Frank’s RedHot Hot Sauce – that zesty cayenne sauce that’s the key ingredient in Buffalo wings, America’s No. 1 hot sauce, the one that’s advertised with the tagline, “I put that ___ on everything” – was created more than 100 years ago in Cincinnati.
If you didn’t know that last fact, you might be excused. Even the brand’s website doesn’t mention Cincinnati in its history, instead focusing on the Louisiana connection.
But make no mistake, Frank’s RedHot was born and bottled in the Queen City, produced by the Frank Tea and Spice Co., and first put on shelves in 1920.
Before we get there, though, let’s start at the beginning.
Back in 1896, Jacob Frank decided to end his career as a traveling salesman and go into business in Cincinnati. He partnered with his brothers, Emil and Charles, to start a company at 20 W. Second St. selling small, shelf-sized packages of whole and ground spices, rather than in bulk.
As the company became the nation’s fourth largest manufacturer of spices, it also diversified. In 1906, it introduced Frank’s Jumbo Brand Peanut Butter, which was a popular local brand, allowing the company to expand to a larger facility at Culvert and Third streets.
Then, in 1918, Jacob Frank traveled to Louisiana to learn about making hot sauce based on cayenne peppers, rather than the tabasco pepper used in Tabasco sauce.

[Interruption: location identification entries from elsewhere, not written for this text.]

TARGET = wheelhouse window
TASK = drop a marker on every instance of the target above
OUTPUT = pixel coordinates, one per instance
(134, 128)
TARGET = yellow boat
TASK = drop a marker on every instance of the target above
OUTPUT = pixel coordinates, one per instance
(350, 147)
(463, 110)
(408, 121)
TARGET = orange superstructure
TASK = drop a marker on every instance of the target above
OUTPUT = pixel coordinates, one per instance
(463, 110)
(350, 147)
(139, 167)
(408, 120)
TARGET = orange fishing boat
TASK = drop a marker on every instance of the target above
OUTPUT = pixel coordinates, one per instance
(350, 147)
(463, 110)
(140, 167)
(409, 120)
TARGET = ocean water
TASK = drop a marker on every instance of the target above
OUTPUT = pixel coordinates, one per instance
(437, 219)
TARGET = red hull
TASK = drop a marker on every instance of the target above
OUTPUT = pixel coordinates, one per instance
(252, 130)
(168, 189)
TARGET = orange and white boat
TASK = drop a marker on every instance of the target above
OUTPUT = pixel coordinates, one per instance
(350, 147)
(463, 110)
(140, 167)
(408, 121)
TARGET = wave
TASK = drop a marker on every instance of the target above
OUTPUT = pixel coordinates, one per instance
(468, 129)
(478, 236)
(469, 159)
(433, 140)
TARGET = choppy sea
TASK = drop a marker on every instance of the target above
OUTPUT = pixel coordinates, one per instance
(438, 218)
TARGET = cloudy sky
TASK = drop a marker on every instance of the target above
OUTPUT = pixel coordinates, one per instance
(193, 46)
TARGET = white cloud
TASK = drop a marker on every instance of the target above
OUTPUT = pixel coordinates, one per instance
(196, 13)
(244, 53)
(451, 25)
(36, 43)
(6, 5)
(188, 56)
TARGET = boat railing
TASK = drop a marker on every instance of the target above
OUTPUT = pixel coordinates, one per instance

Frank found a partner in Adam Estilette, who was from a Cajun family, and together they set up a pickling plant in New Iberia, Louisiana, to process and cure cayenne peppers before they were shipped to Cincinnati. Other spices, salts, garlic and vinegar were added to the peppers, which were then aged in oak casks.
“The secret of the famous sauce is in its special formula inspired by the spirited flavor of the foods served in the early days of New Orleans,” read a Frank’s Red Hot Sauce ad from the 1940s.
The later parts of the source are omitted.